En plus de financer la participation d’étudiants à des événements de cartographie, le COMREN a également utilisé le soutien du MEOPAR pour impliquer des étudiants dans le Défis de cartographie de vitesse de 2024.
En utilisant des logiciels libres et des données ouvertes, des équipes internationales composées de deux à quatre étudiants ont eu trois semaines pour élaborer une carte de navigation portuaire. Lors du Défi de cartographie de vitesse de 2025, les étudiants bénéficieront de davantage de temps pour relever ce défi, qui se concentrera sur des régions difficiles à cartographier, comme l’Arctique, où l’accès aux données de navigation est limité.
Parallèlement à ce défi, le COMREN lancera son premier défi technologique de cartographie, visant à concevoir et à déployer de petits navires de sondage autonomes tout en respectant un budget limité.
L’importance des coordonnateurs au sein des communautés de pratique
La communauté de pratique sur la Communication des risques côtiers et océaniques (CORC), également soutenue par le financement du MEOPAR, souligne le rôle fondamental des coordonnateurs dans le succès des communautés de pratique.
En évoquant les événements en présentiel d’avant la pandémie, le co-leader de la CORC et professeur associé au Département de géographie de l’Université Memorial de Terre-Neuve, le Dr Joel Finnis, a déclaré : « Pour chaque universitaire, il y avait trois ou quatre participants provenant d’autres secteurs, tels que des fournisseurs de services climatiques, des travailleurs d’organisations non gouvernementales, des consultants privés ou des représentants municipaux. »
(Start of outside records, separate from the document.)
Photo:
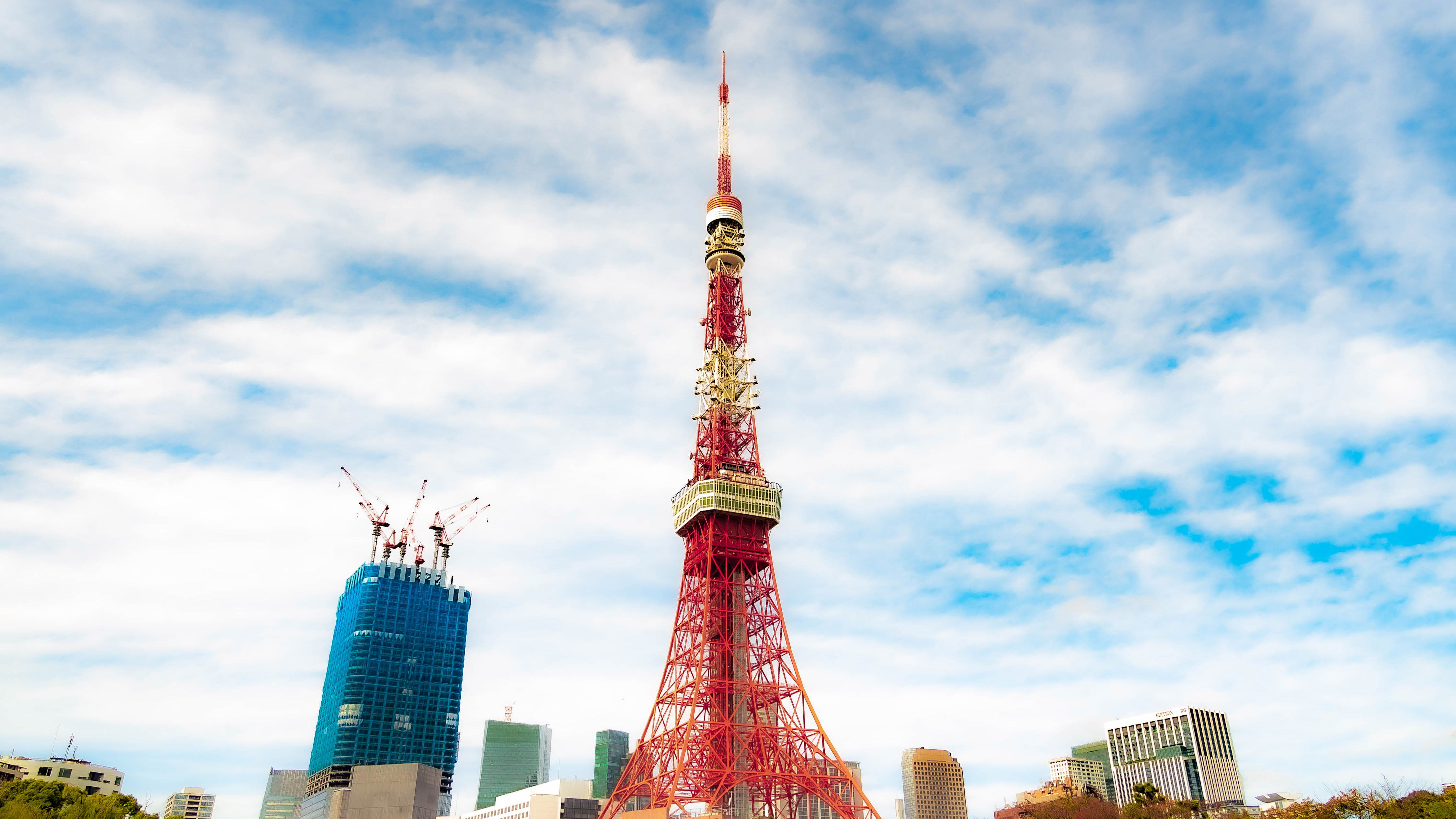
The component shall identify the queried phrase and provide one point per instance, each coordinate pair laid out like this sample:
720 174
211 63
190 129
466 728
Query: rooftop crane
376 518
443 540
408 534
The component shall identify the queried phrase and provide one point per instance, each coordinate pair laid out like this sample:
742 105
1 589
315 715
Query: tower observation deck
731 731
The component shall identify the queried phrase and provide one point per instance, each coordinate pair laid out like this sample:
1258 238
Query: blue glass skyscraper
392 691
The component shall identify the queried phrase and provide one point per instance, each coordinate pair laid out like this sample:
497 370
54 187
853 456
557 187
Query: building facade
558 799
934 783
1187 753
190 803
283 795
381 792
76 773
392 690
1085 776
514 757
612 754
1097 753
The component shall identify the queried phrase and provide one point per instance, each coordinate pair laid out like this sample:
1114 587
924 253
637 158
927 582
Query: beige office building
558 799
190 803
935 785
78 773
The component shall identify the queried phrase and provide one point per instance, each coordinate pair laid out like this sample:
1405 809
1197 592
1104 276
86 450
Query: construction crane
378 520
446 539
408 534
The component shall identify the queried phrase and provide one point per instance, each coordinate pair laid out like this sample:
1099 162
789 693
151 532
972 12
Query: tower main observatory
731 731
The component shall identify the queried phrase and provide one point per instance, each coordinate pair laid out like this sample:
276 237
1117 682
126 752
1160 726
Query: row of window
66 774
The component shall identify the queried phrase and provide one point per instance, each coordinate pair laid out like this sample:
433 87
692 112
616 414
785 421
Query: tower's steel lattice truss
731 729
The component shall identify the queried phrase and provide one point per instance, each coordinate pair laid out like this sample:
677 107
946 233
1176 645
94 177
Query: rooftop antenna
376 518
724 161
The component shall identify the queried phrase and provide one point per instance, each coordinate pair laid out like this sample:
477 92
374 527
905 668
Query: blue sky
1106 353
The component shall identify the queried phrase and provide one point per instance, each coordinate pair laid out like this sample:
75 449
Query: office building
1085 776
514 757
78 773
816 808
190 803
1097 753
283 795
407 791
1187 753
612 754
935 785
392 688
558 799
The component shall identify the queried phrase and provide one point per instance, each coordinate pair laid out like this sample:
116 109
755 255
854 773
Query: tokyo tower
731 731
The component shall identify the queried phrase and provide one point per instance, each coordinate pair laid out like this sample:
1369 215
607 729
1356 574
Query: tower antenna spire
724 161
731 729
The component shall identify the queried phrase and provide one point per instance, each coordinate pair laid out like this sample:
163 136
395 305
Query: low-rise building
78 773
190 803
408 791
1279 801
558 799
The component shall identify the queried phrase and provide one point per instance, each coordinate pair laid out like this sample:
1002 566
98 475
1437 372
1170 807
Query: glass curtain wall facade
392 690
612 754
1187 753
516 756
283 795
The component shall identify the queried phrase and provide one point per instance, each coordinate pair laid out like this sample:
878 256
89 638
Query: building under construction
392 687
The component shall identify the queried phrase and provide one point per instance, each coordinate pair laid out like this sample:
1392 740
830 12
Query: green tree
1148 793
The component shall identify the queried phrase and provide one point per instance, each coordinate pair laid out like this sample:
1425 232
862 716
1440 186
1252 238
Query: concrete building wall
558 799
408 791
190 803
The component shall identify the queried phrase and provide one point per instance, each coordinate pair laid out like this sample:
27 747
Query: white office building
558 799
190 803
78 773
1083 774
1187 753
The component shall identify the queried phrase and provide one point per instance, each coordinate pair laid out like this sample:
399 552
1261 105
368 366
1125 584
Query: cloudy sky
1107 353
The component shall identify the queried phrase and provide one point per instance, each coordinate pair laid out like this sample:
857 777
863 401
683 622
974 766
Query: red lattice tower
731 731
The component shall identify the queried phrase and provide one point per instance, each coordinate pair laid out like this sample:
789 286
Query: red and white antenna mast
731 731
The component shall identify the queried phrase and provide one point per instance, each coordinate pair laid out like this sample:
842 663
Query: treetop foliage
41 799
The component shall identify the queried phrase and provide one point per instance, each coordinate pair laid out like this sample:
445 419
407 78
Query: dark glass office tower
612 754
392 691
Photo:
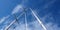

Aujourd’hui, bien que la majorité des événements de la CORC se déroulent en ligne, la communauté continue de croître. Avec plus de 400 membres, la CORC attribue une part significative de son succès à sa coordonnatrice, Cindy Marven.
« J’ai observé de nombreux projets prometteurs qui débutent avec enthousiasme, mais qui voient ensuite leurs budgets réduits », a souligné le Dr Amber Silver, co-leader de la CORC et professeure associée au Département de gestion des urgences et de sécurité intérieure de l’Université d’Albany, à New York.
« Lorsque des coordonnateurs comme Cindy s’en vont, cela entraîne souvent un désengagement inévitable. Je ne saurais trop insister sur l’importance cruciale de ce rôle. »
Le Dr Church a fait écho aux propos du Dr Silver, expliquant que l’obtention de financements pour le soutien administratif avait constitué un défi pour le COMREN. Il a souligné qu’un financement à long terme faciliterait le processus de recrutement d’un coordinateur à temps partiel sur une base permanente. Les salaires du personnel feront partie des dépenses éligibles dans le cadre du prochain appel à projets «CdP » du MEOPAR.
Le financement du réseau MEOPAR permettra de soutenir plusieurs années de projets, en appuyant les communautés de pratique à travers la mobilisation des connaissances et les coûts de transfert de technologie. Cela inclura les salaires du personnel, les frais associés aux étudiants et aux experts, le développement de politiques, ainsi que l’évaluation et la création d’outils, la protection de la propriété intellectuelle, les études de marché et la conception de prototypes.
Restez à l’affût des nouvelles concernant le financement des communautés de pratique du réseau MEOPAR au cours de ce printemps.